Pleasanton, Calif.-based PeopleSoft disclosed Conway's pay package this week in a proxy filing. Conway's cash compensation actually fell 12 percent, to $2.9 million, but his stock-based compensation soared, with the board granting him $14.6 million in restricted stock, up from zero in 2001. The company also granted Conway the option to buy 4.1 million shares, which would be worth $170 million assuming the stock rises 10 percent annually for 10 years. In 2001, the company granted him 1 million stock options.
In addition to poor stock performance last year, PeopleSoft saw sales fall 8 percent and earnings fall 5 percent over the course of the year.
"What the heck does the board...think they're doing in offering this kind of gargantuan pay package at a time when the entire software market is in its steepest decline in over a decade?" asked Marc Lewis, president of executive-recruitment firm Morgan Howard.
Particularly worrisome, said Lewis, is Conway's bundle of restricted stocks, as it essentially allows him to hedge his bets.

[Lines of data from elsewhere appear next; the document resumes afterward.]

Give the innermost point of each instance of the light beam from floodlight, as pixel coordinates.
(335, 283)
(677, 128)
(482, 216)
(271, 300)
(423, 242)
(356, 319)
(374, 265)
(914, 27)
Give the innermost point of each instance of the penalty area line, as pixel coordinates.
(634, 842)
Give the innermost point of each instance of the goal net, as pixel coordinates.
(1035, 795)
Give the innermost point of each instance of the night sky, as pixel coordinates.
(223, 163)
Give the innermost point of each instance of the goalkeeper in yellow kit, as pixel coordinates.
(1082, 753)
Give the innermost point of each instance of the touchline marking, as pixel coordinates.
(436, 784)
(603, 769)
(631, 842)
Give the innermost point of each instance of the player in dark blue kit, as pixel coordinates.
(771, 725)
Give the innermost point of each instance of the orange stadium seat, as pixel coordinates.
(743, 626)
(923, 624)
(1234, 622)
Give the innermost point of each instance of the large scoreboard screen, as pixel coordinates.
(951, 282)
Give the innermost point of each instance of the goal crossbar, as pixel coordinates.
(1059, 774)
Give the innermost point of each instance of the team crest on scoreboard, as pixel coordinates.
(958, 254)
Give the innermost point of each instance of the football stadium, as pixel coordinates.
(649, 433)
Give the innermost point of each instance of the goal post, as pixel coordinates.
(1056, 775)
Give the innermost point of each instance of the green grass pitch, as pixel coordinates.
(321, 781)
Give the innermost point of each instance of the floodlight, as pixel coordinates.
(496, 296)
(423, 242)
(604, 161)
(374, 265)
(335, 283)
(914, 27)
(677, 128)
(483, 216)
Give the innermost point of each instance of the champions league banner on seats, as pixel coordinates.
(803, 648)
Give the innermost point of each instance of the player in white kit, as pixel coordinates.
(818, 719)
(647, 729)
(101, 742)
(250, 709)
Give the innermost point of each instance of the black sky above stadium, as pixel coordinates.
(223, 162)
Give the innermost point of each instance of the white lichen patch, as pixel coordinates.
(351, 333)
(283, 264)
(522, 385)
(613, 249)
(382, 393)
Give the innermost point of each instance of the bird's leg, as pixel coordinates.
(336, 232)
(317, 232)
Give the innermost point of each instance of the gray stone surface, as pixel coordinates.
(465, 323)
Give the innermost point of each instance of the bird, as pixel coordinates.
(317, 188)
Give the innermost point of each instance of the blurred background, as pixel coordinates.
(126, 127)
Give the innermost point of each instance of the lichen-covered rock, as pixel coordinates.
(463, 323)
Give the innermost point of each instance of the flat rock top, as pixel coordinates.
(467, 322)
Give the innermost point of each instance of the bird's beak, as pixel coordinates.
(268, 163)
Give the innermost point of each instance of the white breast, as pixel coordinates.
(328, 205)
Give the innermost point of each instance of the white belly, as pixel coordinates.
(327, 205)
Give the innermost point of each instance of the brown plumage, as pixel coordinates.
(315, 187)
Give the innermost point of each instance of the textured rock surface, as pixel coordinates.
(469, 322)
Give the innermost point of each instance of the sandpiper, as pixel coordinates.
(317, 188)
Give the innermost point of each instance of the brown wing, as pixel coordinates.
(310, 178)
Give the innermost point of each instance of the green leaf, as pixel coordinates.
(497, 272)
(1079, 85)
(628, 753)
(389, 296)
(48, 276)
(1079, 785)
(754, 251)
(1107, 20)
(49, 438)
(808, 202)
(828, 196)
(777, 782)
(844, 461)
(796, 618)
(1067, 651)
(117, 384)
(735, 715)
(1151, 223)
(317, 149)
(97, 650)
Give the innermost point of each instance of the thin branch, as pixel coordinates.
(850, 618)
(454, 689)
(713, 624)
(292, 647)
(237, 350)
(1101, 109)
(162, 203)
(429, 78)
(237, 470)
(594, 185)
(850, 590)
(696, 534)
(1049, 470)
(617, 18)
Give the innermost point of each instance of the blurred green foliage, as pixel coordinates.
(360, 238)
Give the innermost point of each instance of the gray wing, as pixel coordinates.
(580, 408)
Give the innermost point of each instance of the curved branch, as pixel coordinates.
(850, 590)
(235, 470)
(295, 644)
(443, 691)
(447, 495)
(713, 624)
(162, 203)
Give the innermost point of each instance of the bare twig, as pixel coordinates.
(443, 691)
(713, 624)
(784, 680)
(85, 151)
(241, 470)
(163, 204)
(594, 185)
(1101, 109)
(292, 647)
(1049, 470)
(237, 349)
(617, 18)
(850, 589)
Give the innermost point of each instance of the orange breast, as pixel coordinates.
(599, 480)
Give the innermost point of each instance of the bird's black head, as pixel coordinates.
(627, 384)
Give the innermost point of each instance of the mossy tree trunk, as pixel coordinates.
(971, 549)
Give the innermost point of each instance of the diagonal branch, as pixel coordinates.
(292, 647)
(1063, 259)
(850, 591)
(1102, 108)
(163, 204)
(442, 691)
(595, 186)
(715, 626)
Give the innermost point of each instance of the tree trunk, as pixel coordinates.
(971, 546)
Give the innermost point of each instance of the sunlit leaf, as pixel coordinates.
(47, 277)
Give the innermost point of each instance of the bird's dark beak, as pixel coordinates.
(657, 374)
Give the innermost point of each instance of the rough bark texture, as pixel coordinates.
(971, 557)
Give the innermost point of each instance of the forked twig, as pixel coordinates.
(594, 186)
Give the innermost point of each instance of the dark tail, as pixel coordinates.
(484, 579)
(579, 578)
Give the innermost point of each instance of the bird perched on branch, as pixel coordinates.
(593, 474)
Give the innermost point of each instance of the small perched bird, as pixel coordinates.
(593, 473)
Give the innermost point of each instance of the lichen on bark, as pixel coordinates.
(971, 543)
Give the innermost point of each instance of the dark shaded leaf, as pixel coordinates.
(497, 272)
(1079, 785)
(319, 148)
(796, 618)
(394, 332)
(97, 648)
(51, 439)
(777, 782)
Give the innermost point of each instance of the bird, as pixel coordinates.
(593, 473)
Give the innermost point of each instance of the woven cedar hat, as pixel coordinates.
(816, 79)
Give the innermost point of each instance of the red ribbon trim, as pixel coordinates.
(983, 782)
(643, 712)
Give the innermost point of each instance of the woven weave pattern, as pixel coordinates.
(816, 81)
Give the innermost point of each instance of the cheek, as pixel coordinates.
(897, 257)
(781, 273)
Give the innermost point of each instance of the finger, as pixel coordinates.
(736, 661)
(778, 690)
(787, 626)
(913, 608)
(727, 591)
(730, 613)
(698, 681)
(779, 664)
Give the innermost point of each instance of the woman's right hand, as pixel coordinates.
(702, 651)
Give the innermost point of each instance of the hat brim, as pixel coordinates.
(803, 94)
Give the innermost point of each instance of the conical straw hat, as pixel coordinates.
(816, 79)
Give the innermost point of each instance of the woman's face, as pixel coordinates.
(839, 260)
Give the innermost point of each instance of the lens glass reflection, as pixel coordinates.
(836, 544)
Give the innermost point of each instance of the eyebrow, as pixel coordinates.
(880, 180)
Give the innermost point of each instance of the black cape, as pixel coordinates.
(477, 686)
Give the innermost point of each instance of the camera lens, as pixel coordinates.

Although stock options require the company's stock price to rise in order to be of any value, a stock grant is most likely always worth something. So even if Conway is unable to lift the company's shares, he comes out ahead.
In its proxy statement, PeopleSoft said Conway's grants "are intended to maintain Mr. Conway's compensation at a competitive level."
"In awarding these grants, the Compensation Committee considered Mr. Conway's outstanding performance in leading PeopleSoft, the company's performance in 2002 and 2001 and an assessment of equity grants made to CEOs of other companies of similar size in the industry," the proxy states.
A PeopleSoft representative said the company had nothing to say on the subject beyond the information provided in the proxy.